From my early days of using email, sites like MySpace, and later getting my first smartphone, it was a common practice for me to breeze right past or simply “accept” privacy policies on websites and apps. That was until a few years ago when I joined the Federal Trade Commission (FTC) as its first social media strategist. Right off the bat, our chief privacy officer asked me to analyze privacy policies and Terms of Service, and draft Privacy Impact Assessments (PIAs) for various third-party sites we were interested in using.

For the first time, I had to read the fine print of sites I had already provided with virtually every detail of my personal life. It was daunting and, not surprisingly, eye opening. I already knew our agency’s privacy policy provided notice to citizens about what kind of information the FTC was potentially collecting when they visited our website. But, what about the privacy policies of third-party services we were using to conduct official business? Did we really have an obligation to make sure citizens’ were aware of what liking our Facebook page, following us on Twitter, commenting on our blog, etc., meant? Absolutely!

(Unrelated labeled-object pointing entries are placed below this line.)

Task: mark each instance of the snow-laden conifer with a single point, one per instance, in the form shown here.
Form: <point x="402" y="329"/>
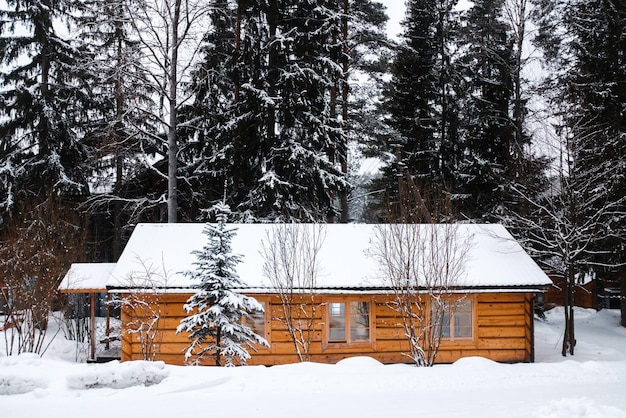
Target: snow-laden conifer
<point x="216" y="309"/>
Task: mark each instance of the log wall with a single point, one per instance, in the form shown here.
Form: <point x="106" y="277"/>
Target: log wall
<point x="502" y="331"/>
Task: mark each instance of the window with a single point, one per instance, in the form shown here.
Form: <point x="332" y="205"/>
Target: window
<point x="459" y="323"/>
<point x="256" y="322"/>
<point x="348" y="322"/>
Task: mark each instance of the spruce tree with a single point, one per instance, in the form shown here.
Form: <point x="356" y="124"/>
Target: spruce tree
<point x="216" y="309"/>
<point x="583" y="44"/>
<point x="420" y="101"/>
<point x="119" y="131"/>
<point x="43" y="104"/>
<point x="486" y="127"/>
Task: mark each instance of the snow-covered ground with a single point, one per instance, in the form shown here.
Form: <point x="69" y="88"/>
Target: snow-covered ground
<point x="590" y="384"/>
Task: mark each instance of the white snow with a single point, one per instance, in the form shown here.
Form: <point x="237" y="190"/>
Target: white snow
<point x="87" y="276"/>
<point x="590" y="384"/>
<point x="164" y="251"/>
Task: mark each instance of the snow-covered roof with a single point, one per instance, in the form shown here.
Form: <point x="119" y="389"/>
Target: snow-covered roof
<point x="87" y="277"/>
<point x="157" y="255"/>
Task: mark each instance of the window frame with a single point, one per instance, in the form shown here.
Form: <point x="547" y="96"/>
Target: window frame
<point x="327" y="343"/>
<point x="452" y="337"/>
<point x="267" y="322"/>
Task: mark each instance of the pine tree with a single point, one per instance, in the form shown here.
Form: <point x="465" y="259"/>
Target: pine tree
<point x="419" y="99"/>
<point x="216" y="309"/>
<point x="584" y="46"/>
<point x="43" y="103"/>
<point x="487" y="133"/>
<point x="119" y="131"/>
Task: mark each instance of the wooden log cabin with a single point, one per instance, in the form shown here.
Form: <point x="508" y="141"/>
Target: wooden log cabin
<point x="351" y="310"/>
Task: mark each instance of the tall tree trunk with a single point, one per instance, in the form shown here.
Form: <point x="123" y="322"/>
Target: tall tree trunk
<point x="172" y="143"/>
<point x="343" y="152"/>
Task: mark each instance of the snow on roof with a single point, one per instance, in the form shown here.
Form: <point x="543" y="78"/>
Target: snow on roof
<point x="157" y="255"/>
<point x="87" y="277"/>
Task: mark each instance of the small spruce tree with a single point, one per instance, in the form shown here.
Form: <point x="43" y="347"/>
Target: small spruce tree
<point x="216" y="309"/>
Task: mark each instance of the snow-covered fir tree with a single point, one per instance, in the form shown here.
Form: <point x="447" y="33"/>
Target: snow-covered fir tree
<point x="486" y="125"/>
<point x="43" y="103"/>
<point x="216" y="310"/>
<point x="120" y="131"/>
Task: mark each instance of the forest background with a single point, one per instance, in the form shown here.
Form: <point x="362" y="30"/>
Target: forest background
<point x="114" y="112"/>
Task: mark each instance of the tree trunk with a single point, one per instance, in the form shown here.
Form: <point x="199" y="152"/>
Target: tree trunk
<point x="623" y="296"/>
<point x="343" y="152"/>
<point x="569" y="341"/>
<point x="172" y="143"/>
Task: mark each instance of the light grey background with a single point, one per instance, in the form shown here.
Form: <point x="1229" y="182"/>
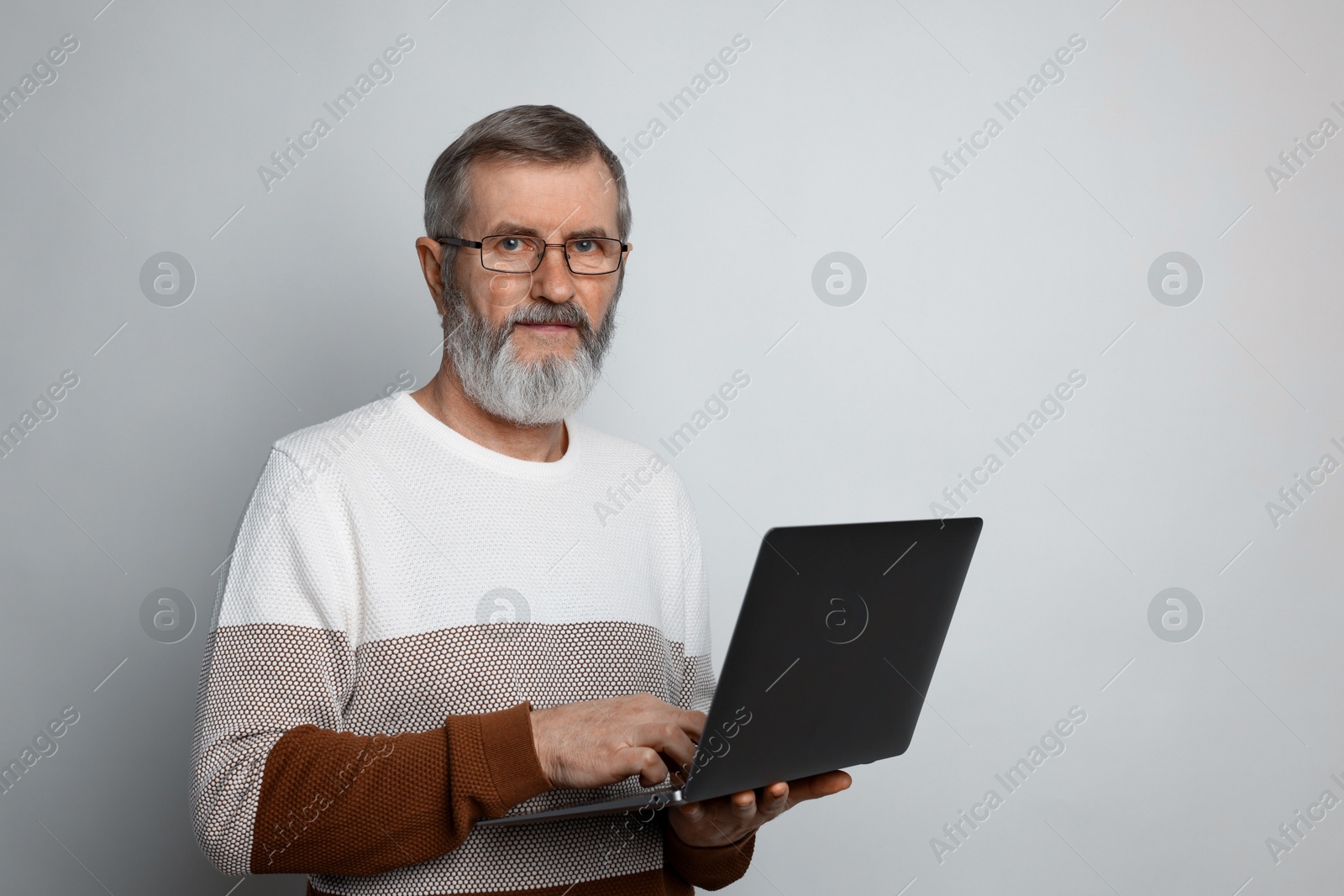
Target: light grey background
<point x="1032" y="264"/>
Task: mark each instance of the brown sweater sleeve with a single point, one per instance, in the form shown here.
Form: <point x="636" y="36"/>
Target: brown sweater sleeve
<point x="707" y="867"/>
<point x="340" y="804"/>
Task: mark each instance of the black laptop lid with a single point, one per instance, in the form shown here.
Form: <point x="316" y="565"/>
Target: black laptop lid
<point x="846" y="625"/>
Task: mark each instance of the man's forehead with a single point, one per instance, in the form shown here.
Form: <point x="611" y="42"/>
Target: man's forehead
<point x="543" y="195"/>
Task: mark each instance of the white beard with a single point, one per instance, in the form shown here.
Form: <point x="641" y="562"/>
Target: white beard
<point x="524" y="392"/>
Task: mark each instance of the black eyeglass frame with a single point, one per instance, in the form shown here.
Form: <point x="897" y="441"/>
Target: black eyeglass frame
<point x="480" y="246"/>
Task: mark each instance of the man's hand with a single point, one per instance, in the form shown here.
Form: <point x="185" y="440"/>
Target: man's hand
<point x="718" y="822"/>
<point x="601" y="741"/>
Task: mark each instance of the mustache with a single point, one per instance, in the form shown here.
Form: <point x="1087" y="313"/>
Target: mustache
<point x="568" y="313"/>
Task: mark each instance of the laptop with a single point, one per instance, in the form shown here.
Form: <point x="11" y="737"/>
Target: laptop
<point x="830" y="663"/>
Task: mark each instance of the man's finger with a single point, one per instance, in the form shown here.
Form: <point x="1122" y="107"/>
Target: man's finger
<point x="643" y="762"/>
<point x="774" y="799"/>
<point x="665" y="738"/>
<point x="743" y="804"/>
<point x="815" y="786"/>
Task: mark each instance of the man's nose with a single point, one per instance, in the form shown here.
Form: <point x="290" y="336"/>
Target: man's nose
<point x="553" y="281"/>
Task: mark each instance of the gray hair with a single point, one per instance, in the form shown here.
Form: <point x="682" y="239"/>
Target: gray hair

We not only need to understand what personally identifiable information we have access to on these sites and apps, but when, how and why we collect it; how we share it; and how we safeguard it. Furthermore, we need to help citizens understand, too. Finally, conducting these privacy analyses is just good business.

Transparency—especially regarding citizen privacy—continues to play an important role as we move forward with open government.